As a RC, I thoroughly concur, James. I continue to hope (against hope) instinctive revulsion will prevent its wide use, but instinctive revulsion is today so easily overcome. Since the original post was by a Protestant (mentioning in passing the most powerful Evangelical argument: “Why not?”), my better judgement would be to let this be an intramural dispute, to the extent that it is at all. That it is at all, however, is cause for great sorrow; and that my magisterium has of late permitted this abominable practice is cause for even more.
One question that must be answered by the “Why not?” crowd, however, is what of Christ’s post mortem wounds?

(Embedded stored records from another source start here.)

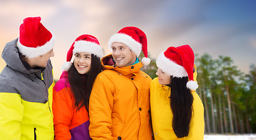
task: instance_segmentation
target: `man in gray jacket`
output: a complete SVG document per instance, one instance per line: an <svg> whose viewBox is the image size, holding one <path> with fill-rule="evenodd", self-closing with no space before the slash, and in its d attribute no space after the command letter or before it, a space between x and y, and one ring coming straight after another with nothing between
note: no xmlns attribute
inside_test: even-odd
<svg viewBox="0 0 256 140"><path fill-rule="evenodd" d="M54 36L28 18L19 38L8 43L0 74L0 139L53 139L52 113Z"/></svg>

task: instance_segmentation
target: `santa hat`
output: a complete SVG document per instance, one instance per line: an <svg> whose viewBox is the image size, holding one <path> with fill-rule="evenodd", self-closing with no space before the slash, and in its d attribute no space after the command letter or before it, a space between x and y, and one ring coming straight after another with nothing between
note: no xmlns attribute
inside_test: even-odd
<svg viewBox="0 0 256 140"><path fill-rule="evenodd" d="M40 22L40 16L27 18L23 21L17 42L22 55L32 58L45 54L53 48L54 36Z"/></svg>
<svg viewBox="0 0 256 140"><path fill-rule="evenodd" d="M101 47L96 37L90 34L83 34L76 39L67 53L67 61L62 66L62 71L67 71L72 65L72 56L78 52L93 54L101 59L103 54Z"/></svg>
<svg viewBox="0 0 256 140"><path fill-rule="evenodd" d="M187 88L195 90L197 82L194 81L194 52L189 45L170 47L162 52L156 60L156 65L167 74L173 77L188 76Z"/></svg>
<svg viewBox="0 0 256 140"><path fill-rule="evenodd" d="M111 36L108 41L108 47L112 50L112 44L115 42L122 43L131 48L137 57L142 50L145 57L142 60L144 65L148 65L150 59L148 58L148 43L145 33L135 27L126 27Z"/></svg>

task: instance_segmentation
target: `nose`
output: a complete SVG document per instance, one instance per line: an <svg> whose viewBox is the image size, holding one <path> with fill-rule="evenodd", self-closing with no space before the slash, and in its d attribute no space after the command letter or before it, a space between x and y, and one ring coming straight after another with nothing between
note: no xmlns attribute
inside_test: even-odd
<svg viewBox="0 0 256 140"><path fill-rule="evenodd" d="M119 54L120 54L120 51L117 49L115 51L112 52L112 54L113 53L115 55L119 55Z"/></svg>

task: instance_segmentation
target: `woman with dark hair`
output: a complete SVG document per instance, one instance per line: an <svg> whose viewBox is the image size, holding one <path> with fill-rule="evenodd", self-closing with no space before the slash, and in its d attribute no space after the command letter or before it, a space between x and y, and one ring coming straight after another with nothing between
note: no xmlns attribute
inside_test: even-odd
<svg viewBox="0 0 256 140"><path fill-rule="evenodd" d="M88 34L76 39L67 52L63 72L53 88L54 139L91 139L89 98L95 78L102 71L102 56L98 40Z"/></svg>
<svg viewBox="0 0 256 140"><path fill-rule="evenodd" d="M196 89L194 52L188 45L170 47L156 60L150 87L155 139L203 140L204 108Z"/></svg>

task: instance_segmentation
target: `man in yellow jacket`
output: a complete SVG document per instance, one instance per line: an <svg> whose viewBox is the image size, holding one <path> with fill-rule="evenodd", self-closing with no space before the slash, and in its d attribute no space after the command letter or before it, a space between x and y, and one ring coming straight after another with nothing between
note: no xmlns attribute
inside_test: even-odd
<svg viewBox="0 0 256 140"><path fill-rule="evenodd" d="M89 102L89 133L93 139L152 139L149 124L151 78L140 71L150 59L145 33L127 27L114 34L104 57ZM142 50L145 58L138 57Z"/></svg>
<svg viewBox="0 0 256 140"><path fill-rule="evenodd" d="M52 140L54 36L40 22L27 18L19 37L8 43L0 74L0 139Z"/></svg>

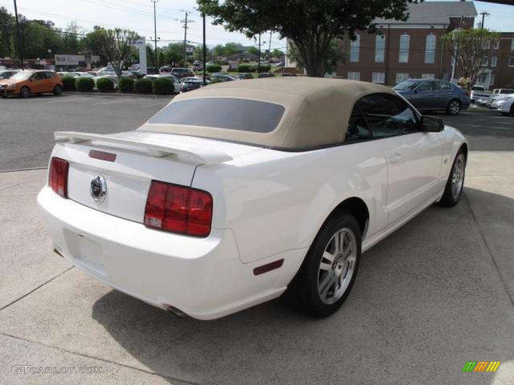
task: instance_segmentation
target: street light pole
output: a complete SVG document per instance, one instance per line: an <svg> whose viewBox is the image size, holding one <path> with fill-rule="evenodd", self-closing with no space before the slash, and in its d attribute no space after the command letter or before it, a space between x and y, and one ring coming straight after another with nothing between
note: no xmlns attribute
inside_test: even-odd
<svg viewBox="0 0 514 385"><path fill-rule="evenodd" d="M205 85L206 85L206 84L207 84L207 82L206 81L206 73L205 73L206 68L205 67L206 66L206 61L207 50L207 44L206 43L206 42L205 42L205 13L202 13L201 14L201 17L203 17L203 18L204 18L204 21L204 21L204 47L203 47L203 49L202 50L202 53L203 53L203 56L204 56L204 57L203 57L203 60L204 60L204 65L203 65L203 68L204 68L204 85L205 86Z"/></svg>
<svg viewBox="0 0 514 385"><path fill-rule="evenodd" d="M22 40L20 37L20 21L18 20L18 7L16 5L16 0L14 0L14 14L16 15L16 29L18 35L18 56L20 57L20 64L21 65L22 69L24 69L23 54L22 53Z"/></svg>
<svg viewBox="0 0 514 385"><path fill-rule="evenodd" d="M155 35L154 36L155 40L154 40L154 47L155 50L155 71L156 72L157 71L157 68L158 68L159 66L157 65L157 17L156 17L155 13L155 4L158 2L159 0L152 0L152 2L154 3L154 32L155 33Z"/></svg>

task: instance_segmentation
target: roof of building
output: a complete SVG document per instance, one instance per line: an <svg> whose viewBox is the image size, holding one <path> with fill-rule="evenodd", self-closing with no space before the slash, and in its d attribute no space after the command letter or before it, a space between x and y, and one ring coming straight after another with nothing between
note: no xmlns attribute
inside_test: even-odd
<svg viewBox="0 0 514 385"><path fill-rule="evenodd" d="M478 14L472 2L424 2L409 4L409 19L406 22L394 19L377 18L377 24L448 24L450 17L474 17Z"/></svg>
<svg viewBox="0 0 514 385"><path fill-rule="evenodd" d="M152 118L138 129L273 148L310 148L342 142L354 104L374 92L394 94L391 88L371 83L303 76L217 83L180 94L169 106L200 98L249 99L279 105L284 107L283 114L276 127L269 132L255 132L163 123L162 120Z"/></svg>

With all due respect, most of the arguments for and against cremation overlook the simple reason why the ancient Church prescribed burial: respect for the body that God had created.
Death was and is seen by the Church (I speak particularly of the Eastern Orthodox Church, because it is what I know best) as unnatural, a sorrowful result of Adam and Eve’s disobedience. The essential question is: why intentionally destroy the body any more than death and disease already have?

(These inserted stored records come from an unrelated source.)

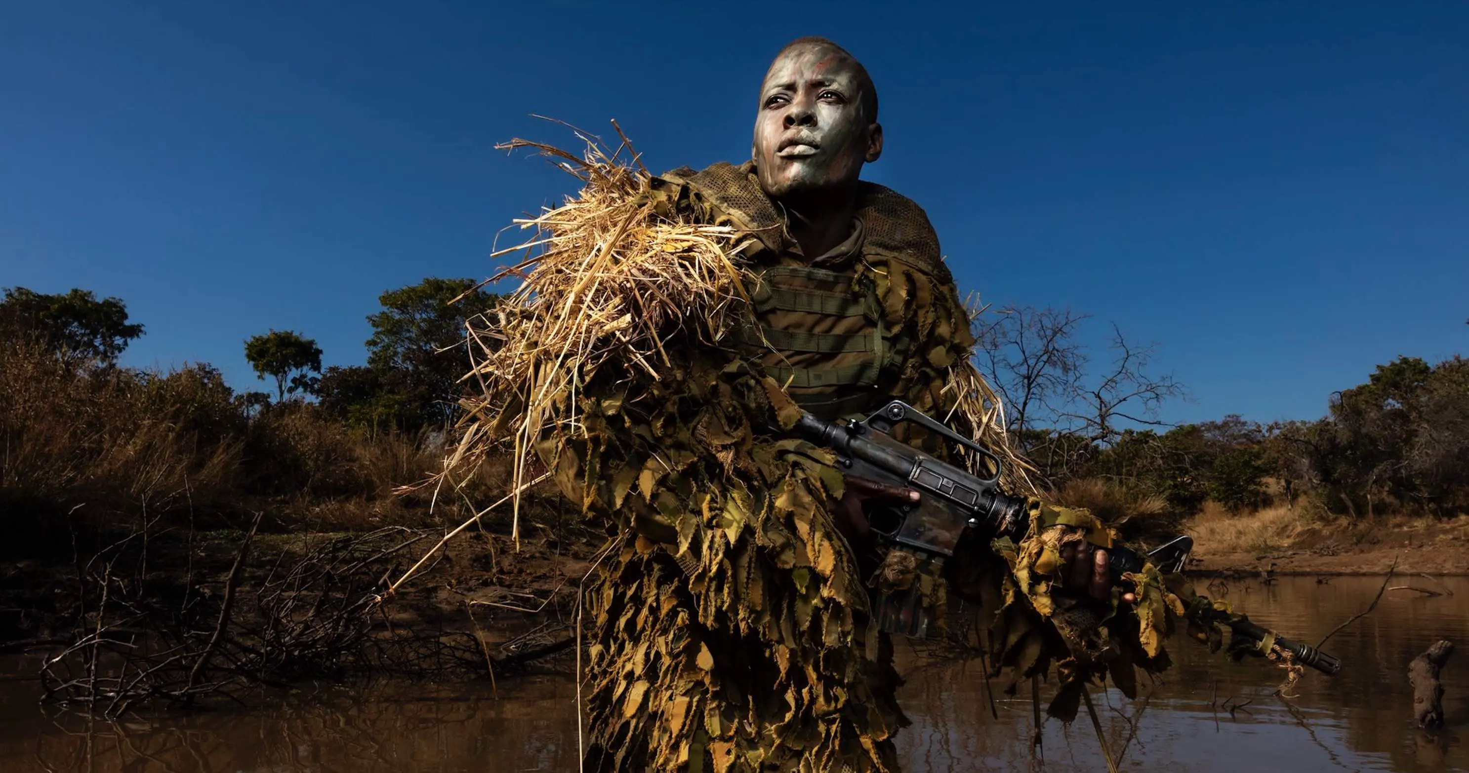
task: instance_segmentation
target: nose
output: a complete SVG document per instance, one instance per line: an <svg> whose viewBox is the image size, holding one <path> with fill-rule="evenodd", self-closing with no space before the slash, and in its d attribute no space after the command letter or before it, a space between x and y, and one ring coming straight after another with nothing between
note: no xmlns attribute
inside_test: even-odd
<svg viewBox="0 0 1469 773"><path fill-rule="evenodd" d="M817 111L812 110L811 103L806 100L795 100L790 103L790 110L786 111L784 125L787 129L795 126L815 126Z"/></svg>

There is no concern that God would be unable to resurrect the body from ashes, or from parts scattered all over the globe. Look at what God does in Ezekiel 37, with the valley of dry bones. God certainly does not need our help to resurrect the dead!
But God does require our respect for Him and what He has made. Just as we must take care of the Earth and our environment, out of respect for His handiwork; so should we also show proper respect for the body that He made and gave to our departed loved one.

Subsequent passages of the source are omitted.